“We, the jury, find the defendant not guilty.”
The judge looked down at Joe, who had turned to his mother, smiling through his tears.
“You are free, God bless you!” said he.
When a judge says so much more upon the bench than precedent, form, and custom prescribe for him to say; when he puts down the hard mask of the law and discovers his human face behind it, and his human heart moving his warm, human blood; when a judge on the bench does that, what can be expected of the unsanctified mob in front of him?
It was said by many that Captain Taylor led the applause himself, but there were others who claimed that distinction for Colonel Price. No matter.
While the house did not rise as one man–for in every house there are old joints and young ones, which do not unlimber with the same degree of alacrity, no matter what the incitement–it got to its feet in surprising order, with a great tossing of arms and waving of hats and coats. In the midst of this glad turmoil stood Uncle Posen Spratt, head and shoulders above the crowd, mounted on a bench, his steer’s horn ear-trumpet to his whiskered lips, like an Israelitish priest, blowing his famous fox-hound blast, which had been heard five miles on a still autumn night.
Less than half an hour before, the public would have attended Joe Newbolt’s hanging with all the pleasurable and satisfactory thrills which men draw from such melancholy events. Now it was clamoring to lift him to its shoulders and bear him in triumph through the town.

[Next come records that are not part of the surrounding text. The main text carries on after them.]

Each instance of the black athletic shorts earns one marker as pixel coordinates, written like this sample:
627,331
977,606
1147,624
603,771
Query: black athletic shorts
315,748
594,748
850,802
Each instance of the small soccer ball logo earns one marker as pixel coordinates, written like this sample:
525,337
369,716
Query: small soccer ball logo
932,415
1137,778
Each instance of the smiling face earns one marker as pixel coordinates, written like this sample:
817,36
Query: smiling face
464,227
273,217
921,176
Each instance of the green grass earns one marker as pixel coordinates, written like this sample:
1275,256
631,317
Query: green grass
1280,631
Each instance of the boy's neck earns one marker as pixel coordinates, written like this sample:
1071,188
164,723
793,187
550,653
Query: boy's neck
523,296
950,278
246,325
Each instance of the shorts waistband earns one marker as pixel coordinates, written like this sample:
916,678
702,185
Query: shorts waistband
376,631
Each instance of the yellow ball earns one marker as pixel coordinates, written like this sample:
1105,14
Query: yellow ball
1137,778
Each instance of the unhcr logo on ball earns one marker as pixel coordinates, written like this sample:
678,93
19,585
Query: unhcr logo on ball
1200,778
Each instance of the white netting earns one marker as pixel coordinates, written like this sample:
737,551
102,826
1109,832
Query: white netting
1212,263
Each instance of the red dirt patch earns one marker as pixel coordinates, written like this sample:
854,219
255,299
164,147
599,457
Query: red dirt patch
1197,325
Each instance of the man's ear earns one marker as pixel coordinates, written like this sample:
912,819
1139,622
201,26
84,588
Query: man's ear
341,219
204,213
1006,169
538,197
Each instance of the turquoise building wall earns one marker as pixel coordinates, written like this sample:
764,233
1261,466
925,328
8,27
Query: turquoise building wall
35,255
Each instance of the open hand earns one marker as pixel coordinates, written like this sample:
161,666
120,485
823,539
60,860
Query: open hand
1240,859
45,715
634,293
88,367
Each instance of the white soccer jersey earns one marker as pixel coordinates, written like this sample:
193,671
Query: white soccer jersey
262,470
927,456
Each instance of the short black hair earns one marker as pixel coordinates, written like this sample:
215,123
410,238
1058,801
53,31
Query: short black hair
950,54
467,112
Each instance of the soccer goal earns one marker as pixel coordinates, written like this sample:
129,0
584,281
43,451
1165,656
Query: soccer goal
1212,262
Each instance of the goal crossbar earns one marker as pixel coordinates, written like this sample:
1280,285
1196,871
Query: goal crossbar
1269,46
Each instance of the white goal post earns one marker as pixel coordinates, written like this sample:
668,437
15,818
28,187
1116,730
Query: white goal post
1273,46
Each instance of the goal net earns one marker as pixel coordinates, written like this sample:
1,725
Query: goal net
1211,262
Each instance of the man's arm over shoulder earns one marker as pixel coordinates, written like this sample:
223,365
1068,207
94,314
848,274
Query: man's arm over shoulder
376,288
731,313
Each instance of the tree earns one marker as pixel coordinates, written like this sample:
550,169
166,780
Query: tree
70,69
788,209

Judge Maxwell smiled, and adjourned court, which order nobody but his clerk heard, and let them have their noisy way. When the people saw him come down from the bench 335 they quieted, not understanding his purpose; and when he reached out his hand to Joe, who rose to meet him, silence settled over the house. Judge Maxwell put his arm around Joe’s shoulder in fatherly way while he shook hands with Mrs. Newbolt. What he said, nobody but those within the bar heard, but he gave Joe’s back an expressive slap of approval as he turned to the prosecuting attorney.
People rushed forward with the suddenness of water released, to shake hands with Joe when they understood that the court was in adjournment. They crowded inside the rail, almost overwhelming him, exclaiming in loud terms of admiration, addressing him familiarly, to his excessive embarrassment, pressing upon him their assurances that they knew, all the time, that he didn’t do it, and that he would come out of it with head and tail both up, as he had come through.
Men who would have passed him yesterday without a second thought, and who would no more have given their hands to him on the footing of equality–unless they had chanced to be running for office–than they would have thrust them into the fire, now stood there smiling and jostling and waiting their turns to reach him, all of them chattering and mouthing and nodding heads until one would have thought that each of them was a prophet, and had predicted this very thing.